La sfida del secolo? Una scuola senza diseguaglianze

Quarantasette giovani hanno già accolto la provocazione: due anni di insegnamento, nelle scuole più svantaggiate d'Italia, per provare a cambiare il sistema educativo d'Italia. Non si tratta "solo" di essere bravi insegnanti, ma di voler generare impatto sociale, cambiare la situazione per cui oggi a scuola le diseguaglianze pesano troppo. La storia e il sogno di Teach for Italy in un'intervista al suo direttore generale, Andrea Pastorelli

di Sara De Carli

Due anni di insegnamento, dedicati al Paese. Mettendo le competenze, l’entusiasmo e soprattutto la voglia di cambiare il mondo e di lottare contro le ingiustizie e le diseguaglianze al servizio della scuola pubblica. Che significa al servizio dei bambini e dei ragazzi di oggi ma anche di quelli di domani. Per generare un impatto sistemico che certo comincia con il migliorare i percorsi scolastici degli alunni di oggi, ma che punta contemporaneamente a ridisegnare l’ecosistema scuola, contribuendo a superare quei problemi che da troppo tempo il nostro ecosistema educativo vive, quelli per cui il 12,5% dei ragazzi italiani non finisce le scuole superiori, per cui le condizioni economiche e sociali della famiglia ancora influenzano così pesantemente il successo scolastico dei figli, per cui la scuola oggi in Italia non è più un ascensore sociale.

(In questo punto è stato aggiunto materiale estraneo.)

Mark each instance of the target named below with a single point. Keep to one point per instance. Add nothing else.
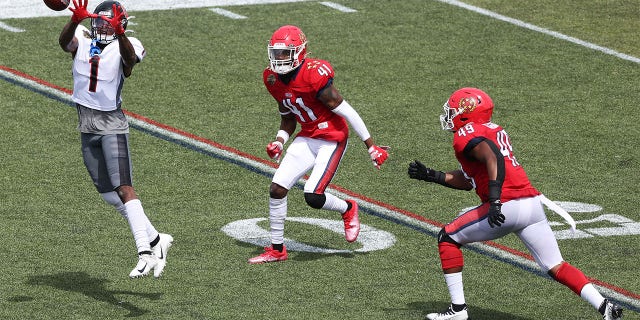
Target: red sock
(450, 255)
(571, 277)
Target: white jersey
(98, 80)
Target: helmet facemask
(101, 30)
(446, 119)
(283, 59)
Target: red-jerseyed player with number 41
(304, 90)
(510, 204)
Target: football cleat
(351, 222)
(449, 314)
(270, 255)
(160, 251)
(611, 311)
(146, 262)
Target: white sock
(138, 222)
(113, 199)
(334, 203)
(277, 215)
(591, 295)
(456, 288)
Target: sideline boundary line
(532, 27)
(524, 261)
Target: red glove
(378, 155)
(274, 150)
(80, 11)
(116, 20)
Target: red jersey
(300, 96)
(516, 183)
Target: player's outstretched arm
(453, 179)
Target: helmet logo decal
(467, 104)
(271, 79)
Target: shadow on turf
(474, 313)
(94, 288)
(306, 256)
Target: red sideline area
(335, 187)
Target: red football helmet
(466, 105)
(101, 30)
(287, 48)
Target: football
(57, 5)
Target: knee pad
(315, 200)
(449, 250)
(443, 236)
(113, 199)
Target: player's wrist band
(284, 135)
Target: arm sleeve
(345, 110)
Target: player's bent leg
(451, 256)
(315, 200)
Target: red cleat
(270, 255)
(351, 222)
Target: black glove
(418, 171)
(495, 216)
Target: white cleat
(612, 311)
(449, 314)
(160, 250)
(146, 262)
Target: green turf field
(569, 110)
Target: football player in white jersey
(102, 58)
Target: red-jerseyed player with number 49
(304, 90)
(510, 204)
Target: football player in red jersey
(304, 90)
(510, 204)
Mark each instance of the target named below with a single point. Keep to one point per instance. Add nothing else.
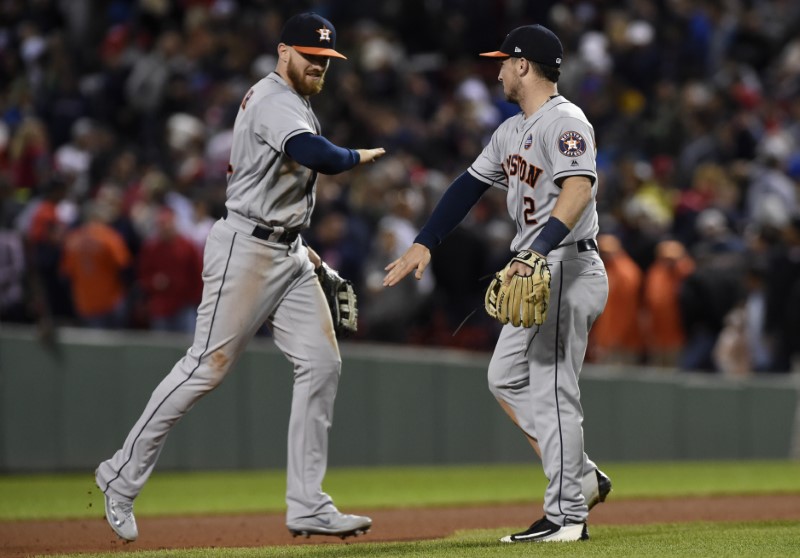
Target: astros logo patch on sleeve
(572, 144)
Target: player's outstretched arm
(417, 257)
(370, 155)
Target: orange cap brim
(495, 54)
(315, 51)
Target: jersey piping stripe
(199, 360)
(491, 181)
(577, 172)
(555, 387)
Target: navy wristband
(551, 235)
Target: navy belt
(286, 237)
(586, 245)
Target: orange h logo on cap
(324, 34)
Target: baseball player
(256, 269)
(544, 158)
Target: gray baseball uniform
(256, 269)
(535, 370)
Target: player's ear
(284, 52)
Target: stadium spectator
(95, 260)
(169, 273)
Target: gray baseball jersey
(534, 371)
(249, 280)
(264, 184)
(529, 157)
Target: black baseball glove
(341, 300)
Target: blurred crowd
(115, 129)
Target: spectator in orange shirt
(169, 272)
(616, 336)
(95, 259)
(664, 334)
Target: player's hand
(417, 257)
(369, 155)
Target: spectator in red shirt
(169, 273)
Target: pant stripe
(199, 360)
(555, 388)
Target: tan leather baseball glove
(520, 300)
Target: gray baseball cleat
(120, 516)
(595, 485)
(545, 530)
(331, 523)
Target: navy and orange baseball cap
(533, 42)
(311, 33)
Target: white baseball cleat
(119, 514)
(595, 486)
(545, 530)
(330, 523)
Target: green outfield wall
(68, 405)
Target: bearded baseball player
(555, 285)
(256, 269)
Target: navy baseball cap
(311, 33)
(533, 42)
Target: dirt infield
(27, 538)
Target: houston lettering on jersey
(516, 164)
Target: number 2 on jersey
(530, 209)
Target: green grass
(172, 493)
(764, 540)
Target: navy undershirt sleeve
(551, 235)
(319, 154)
(463, 193)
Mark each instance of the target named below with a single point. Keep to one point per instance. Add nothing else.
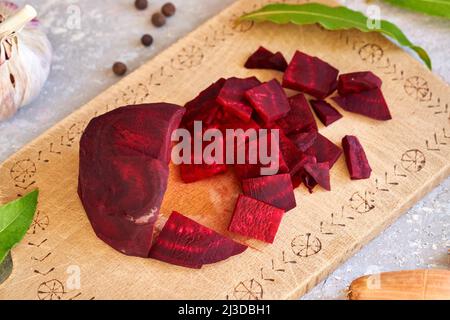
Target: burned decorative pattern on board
(24, 174)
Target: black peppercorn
(119, 68)
(168, 9)
(147, 40)
(141, 4)
(158, 20)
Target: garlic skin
(25, 60)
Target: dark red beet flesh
(269, 100)
(265, 59)
(300, 118)
(256, 219)
(299, 175)
(124, 158)
(186, 243)
(325, 112)
(310, 75)
(358, 82)
(196, 172)
(369, 103)
(274, 190)
(325, 151)
(232, 96)
(304, 140)
(356, 158)
(320, 172)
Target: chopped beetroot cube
(320, 172)
(269, 100)
(369, 103)
(232, 96)
(265, 59)
(209, 114)
(358, 82)
(310, 75)
(274, 190)
(290, 152)
(356, 158)
(299, 175)
(124, 156)
(304, 140)
(325, 151)
(256, 219)
(186, 243)
(249, 170)
(326, 113)
(300, 118)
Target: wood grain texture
(409, 155)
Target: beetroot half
(232, 96)
(274, 190)
(186, 243)
(325, 151)
(320, 172)
(269, 100)
(310, 75)
(325, 112)
(358, 82)
(300, 118)
(124, 157)
(256, 219)
(265, 59)
(356, 158)
(369, 103)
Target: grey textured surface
(110, 30)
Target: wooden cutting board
(410, 155)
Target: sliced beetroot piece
(232, 96)
(256, 219)
(274, 190)
(358, 82)
(300, 118)
(186, 243)
(209, 114)
(123, 175)
(356, 158)
(206, 95)
(310, 75)
(369, 103)
(325, 112)
(304, 140)
(269, 100)
(320, 172)
(265, 59)
(325, 151)
(196, 172)
(299, 175)
(250, 169)
(290, 152)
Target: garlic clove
(25, 58)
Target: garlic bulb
(25, 57)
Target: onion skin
(402, 285)
(25, 70)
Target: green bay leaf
(15, 219)
(440, 8)
(331, 18)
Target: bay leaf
(331, 18)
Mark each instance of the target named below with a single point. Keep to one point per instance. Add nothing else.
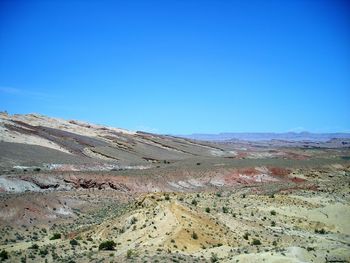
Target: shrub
(194, 235)
(4, 255)
(34, 246)
(130, 253)
(133, 220)
(107, 245)
(245, 236)
(214, 258)
(73, 242)
(43, 252)
(320, 231)
(55, 236)
(256, 242)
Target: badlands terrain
(72, 191)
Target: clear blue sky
(180, 66)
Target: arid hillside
(72, 191)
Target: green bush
(246, 236)
(130, 253)
(34, 246)
(214, 258)
(55, 236)
(320, 231)
(107, 245)
(4, 255)
(256, 242)
(73, 242)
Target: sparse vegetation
(256, 242)
(107, 245)
(55, 236)
(4, 255)
(194, 235)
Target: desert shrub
(320, 231)
(194, 235)
(214, 258)
(130, 253)
(4, 255)
(107, 245)
(43, 252)
(256, 242)
(34, 246)
(74, 242)
(246, 236)
(133, 220)
(55, 236)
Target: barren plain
(72, 191)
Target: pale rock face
(78, 127)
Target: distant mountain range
(265, 136)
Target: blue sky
(179, 66)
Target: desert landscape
(72, 191)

Insegnare per l’Italia. È questa la sfida di Teach for Italy: attrarre giovani talenti verso l’insegnamento, portarli nelle scuole pubbliche più svantaggiate d’Italia, quelle con maggiori tassi di abbandono scolastico, dispersione, povertà educativa. La loro presenza nella scuola vuole essere innanzitutto un’azione di cambiamento, di contrasto delle diseguaglianze educative, di impatto sociale. A guidare Teach for Italy – un ente di Terzo settore nato nel 2019 – è Andrea Pastorelli, classe 1981, che dopo quindici anni di esperienza all’estero in in diverse organizzazioni internazionali e non profit, è rientrato in Italia proprio con questa idea in testa, contrastare le diseguaglianze educative portando il cambiamento nella scuola stessa. Sono 47 i fellow di Teach for Italy che in questo anno scolastico sono presenti in 37 scuole di sette regioni: Piemonte, Lombardia, Veneto, Emilia Romagna, Toscana, Lazio e Campania. La rete di scuole TFI comprende già una novantina di scuole.

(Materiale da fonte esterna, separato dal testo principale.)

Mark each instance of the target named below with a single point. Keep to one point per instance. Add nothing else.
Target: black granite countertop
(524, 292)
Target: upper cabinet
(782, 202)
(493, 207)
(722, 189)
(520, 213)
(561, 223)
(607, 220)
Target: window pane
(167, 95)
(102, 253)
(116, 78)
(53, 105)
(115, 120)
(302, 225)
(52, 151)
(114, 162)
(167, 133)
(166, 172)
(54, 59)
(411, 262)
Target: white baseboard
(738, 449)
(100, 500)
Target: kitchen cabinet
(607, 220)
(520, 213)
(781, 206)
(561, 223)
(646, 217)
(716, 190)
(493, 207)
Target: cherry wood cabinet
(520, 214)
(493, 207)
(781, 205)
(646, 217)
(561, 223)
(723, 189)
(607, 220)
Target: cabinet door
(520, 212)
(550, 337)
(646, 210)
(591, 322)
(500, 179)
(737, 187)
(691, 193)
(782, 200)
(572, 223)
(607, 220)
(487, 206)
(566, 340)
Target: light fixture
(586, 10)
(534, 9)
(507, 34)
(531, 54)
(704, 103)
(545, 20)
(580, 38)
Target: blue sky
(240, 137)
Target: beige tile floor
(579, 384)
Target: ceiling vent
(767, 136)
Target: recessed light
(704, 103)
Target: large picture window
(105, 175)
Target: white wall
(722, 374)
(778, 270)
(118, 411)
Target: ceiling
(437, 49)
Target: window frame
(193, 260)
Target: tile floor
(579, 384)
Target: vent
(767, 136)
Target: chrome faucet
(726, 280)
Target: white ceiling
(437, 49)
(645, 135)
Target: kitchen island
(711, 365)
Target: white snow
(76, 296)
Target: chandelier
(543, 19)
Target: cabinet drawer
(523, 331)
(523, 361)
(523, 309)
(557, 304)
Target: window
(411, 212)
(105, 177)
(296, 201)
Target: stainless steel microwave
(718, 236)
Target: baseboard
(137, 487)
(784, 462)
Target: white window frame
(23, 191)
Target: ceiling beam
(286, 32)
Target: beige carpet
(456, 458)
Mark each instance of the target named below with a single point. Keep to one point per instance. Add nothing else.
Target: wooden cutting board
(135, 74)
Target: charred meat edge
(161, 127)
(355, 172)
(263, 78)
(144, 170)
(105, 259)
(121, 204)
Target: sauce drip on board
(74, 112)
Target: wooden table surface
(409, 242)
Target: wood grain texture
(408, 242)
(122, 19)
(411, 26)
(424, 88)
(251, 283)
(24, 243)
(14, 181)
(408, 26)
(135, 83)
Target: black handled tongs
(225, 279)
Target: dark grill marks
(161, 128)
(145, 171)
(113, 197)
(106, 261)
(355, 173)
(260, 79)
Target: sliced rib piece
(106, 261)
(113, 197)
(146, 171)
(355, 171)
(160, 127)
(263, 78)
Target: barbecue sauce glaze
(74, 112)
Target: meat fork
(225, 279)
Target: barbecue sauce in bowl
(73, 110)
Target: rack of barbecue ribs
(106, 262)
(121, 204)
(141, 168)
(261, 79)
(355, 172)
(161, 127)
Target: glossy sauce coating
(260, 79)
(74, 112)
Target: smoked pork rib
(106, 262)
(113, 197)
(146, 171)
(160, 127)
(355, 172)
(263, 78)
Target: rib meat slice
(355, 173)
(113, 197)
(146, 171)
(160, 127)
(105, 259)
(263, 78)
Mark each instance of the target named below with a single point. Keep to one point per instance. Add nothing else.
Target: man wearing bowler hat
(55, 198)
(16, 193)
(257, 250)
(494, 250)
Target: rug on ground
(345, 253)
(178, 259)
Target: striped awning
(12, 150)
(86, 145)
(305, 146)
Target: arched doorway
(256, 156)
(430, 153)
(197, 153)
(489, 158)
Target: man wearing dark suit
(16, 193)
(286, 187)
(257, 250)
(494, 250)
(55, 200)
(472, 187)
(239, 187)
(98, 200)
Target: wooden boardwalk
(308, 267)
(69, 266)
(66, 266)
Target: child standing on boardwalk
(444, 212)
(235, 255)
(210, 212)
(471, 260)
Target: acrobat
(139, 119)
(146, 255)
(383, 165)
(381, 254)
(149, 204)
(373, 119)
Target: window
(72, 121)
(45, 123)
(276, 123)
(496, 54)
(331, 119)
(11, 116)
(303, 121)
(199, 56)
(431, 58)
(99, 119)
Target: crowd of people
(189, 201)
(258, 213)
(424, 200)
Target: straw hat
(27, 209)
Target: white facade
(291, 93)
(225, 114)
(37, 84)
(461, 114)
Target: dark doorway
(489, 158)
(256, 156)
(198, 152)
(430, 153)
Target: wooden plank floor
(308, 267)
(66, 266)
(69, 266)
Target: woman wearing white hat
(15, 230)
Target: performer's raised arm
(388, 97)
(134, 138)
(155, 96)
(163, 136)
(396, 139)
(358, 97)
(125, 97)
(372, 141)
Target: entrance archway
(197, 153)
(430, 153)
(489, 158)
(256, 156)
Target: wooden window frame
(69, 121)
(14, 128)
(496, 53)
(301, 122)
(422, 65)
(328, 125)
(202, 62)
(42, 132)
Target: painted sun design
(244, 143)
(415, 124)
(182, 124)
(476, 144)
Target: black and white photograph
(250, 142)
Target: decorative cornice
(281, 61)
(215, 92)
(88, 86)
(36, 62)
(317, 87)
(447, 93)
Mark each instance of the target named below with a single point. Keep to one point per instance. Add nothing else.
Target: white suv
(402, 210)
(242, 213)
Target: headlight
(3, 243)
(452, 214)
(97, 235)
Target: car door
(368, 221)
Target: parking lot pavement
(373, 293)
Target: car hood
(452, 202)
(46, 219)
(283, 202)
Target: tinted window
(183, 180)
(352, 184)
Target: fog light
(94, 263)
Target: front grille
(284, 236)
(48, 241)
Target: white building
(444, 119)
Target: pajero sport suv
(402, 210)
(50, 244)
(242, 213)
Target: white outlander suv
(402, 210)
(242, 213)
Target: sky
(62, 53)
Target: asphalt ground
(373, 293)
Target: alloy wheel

Teach For Italy fa parte della rete internazionale Teach For All, creata alla fine degli anni ‘80 da Wendy Kopp (qui il suo discorso ai neolaureati di Pirinceton, l’anno scorso, in cui riassume la sua storia), oggi un network di 60 organizzazioni indipendenti.

Partiamo da lei. Nato a Como ma cresciuto in Toscana, dopo il liceo si è trasferito a Londra per studiare Scienze della Comunicazione e Cooperazione e Sviluppo Sostenibile al King's College. È stato in Africa, in Cina, in America, ha lavorato per la William J. Clinton Foundation e per l’Onu… Come nasce, con questo cv, l’idea di tornare in Italia per occuparsi di scuola?

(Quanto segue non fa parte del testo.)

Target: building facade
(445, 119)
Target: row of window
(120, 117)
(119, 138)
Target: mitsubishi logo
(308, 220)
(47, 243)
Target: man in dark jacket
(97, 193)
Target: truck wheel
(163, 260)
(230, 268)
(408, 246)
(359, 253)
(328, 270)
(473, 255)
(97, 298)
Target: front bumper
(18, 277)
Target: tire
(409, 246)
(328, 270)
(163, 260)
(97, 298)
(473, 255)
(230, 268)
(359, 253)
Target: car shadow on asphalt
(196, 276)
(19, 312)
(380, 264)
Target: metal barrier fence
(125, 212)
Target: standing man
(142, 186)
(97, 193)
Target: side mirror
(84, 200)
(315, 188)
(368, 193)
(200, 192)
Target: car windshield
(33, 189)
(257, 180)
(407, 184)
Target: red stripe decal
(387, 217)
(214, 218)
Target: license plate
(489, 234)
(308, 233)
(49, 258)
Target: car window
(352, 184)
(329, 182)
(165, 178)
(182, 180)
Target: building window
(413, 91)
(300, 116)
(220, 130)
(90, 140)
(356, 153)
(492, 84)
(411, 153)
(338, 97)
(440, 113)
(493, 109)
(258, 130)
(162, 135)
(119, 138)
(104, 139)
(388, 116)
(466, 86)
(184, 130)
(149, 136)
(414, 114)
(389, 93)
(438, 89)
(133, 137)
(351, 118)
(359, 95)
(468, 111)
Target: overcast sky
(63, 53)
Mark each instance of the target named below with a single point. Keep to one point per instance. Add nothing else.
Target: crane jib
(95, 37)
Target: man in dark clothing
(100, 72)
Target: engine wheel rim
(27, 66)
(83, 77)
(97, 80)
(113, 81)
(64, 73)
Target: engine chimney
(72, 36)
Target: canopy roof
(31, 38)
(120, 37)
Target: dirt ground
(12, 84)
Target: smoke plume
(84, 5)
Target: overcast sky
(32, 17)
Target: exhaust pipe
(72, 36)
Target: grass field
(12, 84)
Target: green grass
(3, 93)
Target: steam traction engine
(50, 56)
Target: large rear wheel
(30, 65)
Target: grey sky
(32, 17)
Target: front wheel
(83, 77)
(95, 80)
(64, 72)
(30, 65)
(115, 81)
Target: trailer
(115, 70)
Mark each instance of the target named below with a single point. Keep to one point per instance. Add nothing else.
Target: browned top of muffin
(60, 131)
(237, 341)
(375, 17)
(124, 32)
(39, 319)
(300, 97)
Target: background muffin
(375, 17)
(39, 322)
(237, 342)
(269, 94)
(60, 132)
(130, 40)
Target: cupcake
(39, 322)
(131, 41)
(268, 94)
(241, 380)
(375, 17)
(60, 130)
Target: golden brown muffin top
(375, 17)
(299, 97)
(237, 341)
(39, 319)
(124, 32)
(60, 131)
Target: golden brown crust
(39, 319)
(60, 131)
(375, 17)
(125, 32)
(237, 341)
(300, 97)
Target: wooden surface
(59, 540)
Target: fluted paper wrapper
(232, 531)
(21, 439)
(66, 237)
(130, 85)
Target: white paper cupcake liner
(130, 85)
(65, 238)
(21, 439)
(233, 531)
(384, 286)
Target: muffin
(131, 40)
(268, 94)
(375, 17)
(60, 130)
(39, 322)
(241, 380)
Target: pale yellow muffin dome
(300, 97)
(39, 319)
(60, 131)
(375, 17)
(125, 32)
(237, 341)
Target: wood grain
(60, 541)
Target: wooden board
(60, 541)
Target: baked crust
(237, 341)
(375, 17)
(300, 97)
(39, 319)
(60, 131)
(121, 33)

Sono sempre restio a fare questa connessione fra la mia persona e Teach for Italy, ma capisco la domanda. Innanzitutto io sono la faccia delle disuguaglianze educative del nostro Paese, nel senso che non ero “destinato” ad avere il percorso educativo che ho avuto. Io sono figlio di genitori non laureati, sono stato il primo nella famiglia allargata a laurearmi e a vincere delle borse di studio all'estero e sia nella mia cerchia familiare che fra gli amici ho visto troppo spesso ripetersi la dinamica per cui i figli di chi non si è laureato a loro volta non si laureano. Una delle ragioni per cui ho lanciato Teach for Italy quindi ha a che fare con la mia storia e il con il contesto da cui vengo. La seconda è che avendo vissuto tanto all'estero ho fatto anch’io quell’esperienza che accomuna tutti gli expat, per cui ogni volta che torni in Italia avverti subito come il Paese si stia impoverendo, sia a livello economico perché vedi i tuoi familiari e i tuoi amici che hanno difficoltà ad avere contratti stabili e ad arrivare a fine mese, sia a livello culturale e sociale, con un Paese molto scontento. Insomma, io all’estero non vedevo l’ora di tornare in Italia, mentre i miei amici in Italia non vedevano l'ora di andarsene. Questo ha fatto nascere in me la voglia di tornare per lavorare nell'istruzione, perché avendo lavorato all’Onu ho toccato con mano che per contrastare l’ingiustizia sociale e per far migliorare un paese si deve partire proprio dalla scuola, perché migliorare l’istruzione vuol dire migliorare tutti gli altri outcome: di salute, sociali, culturali… Diciamo che non mi andava giù l’idea di non fare nulla davanti al fatto che l’Italia, un Paese che nei test Ocse Pisa negli anni ‘80 era fra i top al mondo per matematica e scienze, adesso sia crollato, mentre Paesi a middle income che vent’anni fa erano molto indietro ci hanno sorpassato.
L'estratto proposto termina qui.